The bucket was full. Hannah hauled it up, straightened, then tipped the contents into a jug at her feet and dropped the bucket back down the well. “Whoever you be,” she called without turning around, “you don’t be doing yourself any good just looking. You want something, come and ask Hannah straight out.”

Everyone said she had second sight.

Joyful moved the mare forward a few paces. The nearest tree had a marble marker screwed into its trunk that said
FOURTEENTH STREET
, evidence of the Common Council’s determination to level the island’s hills and impose a grid of numbered streets and avenues on the wilderness. He swung out of the saddle. Fourteenth Street had a branch low enough for the reins, and he made them fast, then walked toward the woman. “Hello, Hannah. Do you remember me?”

She turned at last and squinted into the westering sun. “Joyful Patrick Turner. Course I remember you. They tell me you’re not doctoring these days, that you’re after making your fortune instead. Your Dr. Turner cousin never made himself a fortune. Storing up treasure in the heart of the Holy One, Blessed Be His Name, is Andrew Turner. He’s not a Hebrew, but he’s doing
mitzvot.
Don’t s’pose you know the meaning o’that, Joyful Patrick. Good deeds. Doin’ things way the law o’ the Almighty says they should be done. Treasure where it can’t be taken away.”

“I do the best I can, Hannah. And you, I hear, are still taking in every stray that comes along. Jesse Edwards told me there was an Indian as well.”

She shrugged and didn’t meet his glance. “Folks come and go at Hannah’s. Everyone knows that. I hear you be the one as turned Jesse into a pigeon with one wing.”

“I cleaned up what the British guns left behind.”

Hannah nodded toward his black glove. “That happened same time. Least that’s what Jesse said.”
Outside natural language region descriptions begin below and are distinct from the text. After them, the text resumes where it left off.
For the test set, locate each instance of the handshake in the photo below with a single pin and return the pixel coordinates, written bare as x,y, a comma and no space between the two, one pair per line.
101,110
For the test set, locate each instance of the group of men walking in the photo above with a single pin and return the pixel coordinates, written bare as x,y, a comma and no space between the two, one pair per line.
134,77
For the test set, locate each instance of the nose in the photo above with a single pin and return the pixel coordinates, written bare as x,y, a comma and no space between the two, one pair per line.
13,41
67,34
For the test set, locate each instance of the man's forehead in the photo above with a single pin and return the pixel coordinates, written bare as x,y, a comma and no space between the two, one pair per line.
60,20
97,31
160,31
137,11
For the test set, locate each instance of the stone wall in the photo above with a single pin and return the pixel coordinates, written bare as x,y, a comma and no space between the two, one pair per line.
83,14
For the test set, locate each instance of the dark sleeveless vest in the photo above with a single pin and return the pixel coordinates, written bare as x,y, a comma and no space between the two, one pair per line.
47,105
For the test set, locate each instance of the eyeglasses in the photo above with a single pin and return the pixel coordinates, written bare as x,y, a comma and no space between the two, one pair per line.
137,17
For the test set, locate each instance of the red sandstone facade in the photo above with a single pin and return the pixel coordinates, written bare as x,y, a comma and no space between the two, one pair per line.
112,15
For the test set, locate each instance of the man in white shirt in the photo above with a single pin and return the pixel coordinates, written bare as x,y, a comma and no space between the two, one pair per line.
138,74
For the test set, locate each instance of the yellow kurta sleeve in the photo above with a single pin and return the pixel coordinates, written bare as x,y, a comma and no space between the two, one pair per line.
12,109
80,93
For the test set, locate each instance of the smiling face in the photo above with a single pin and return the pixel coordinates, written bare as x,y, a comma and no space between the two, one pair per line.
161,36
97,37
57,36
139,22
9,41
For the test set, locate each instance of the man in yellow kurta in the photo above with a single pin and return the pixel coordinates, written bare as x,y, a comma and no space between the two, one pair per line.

“Told you the story, has he?”

“Only after he seen you on Greenwich Street. Came running back here soon as he could to tell me Bag-o’-Bones was a danger to us. Danger from an old Indian like Bag-o’-Bones, that don’t make no sense.”

“Bag-o’-Bones, that’s what you call him?”

“Aye. Can’t tell us what his real name is. Don’t speak no English.”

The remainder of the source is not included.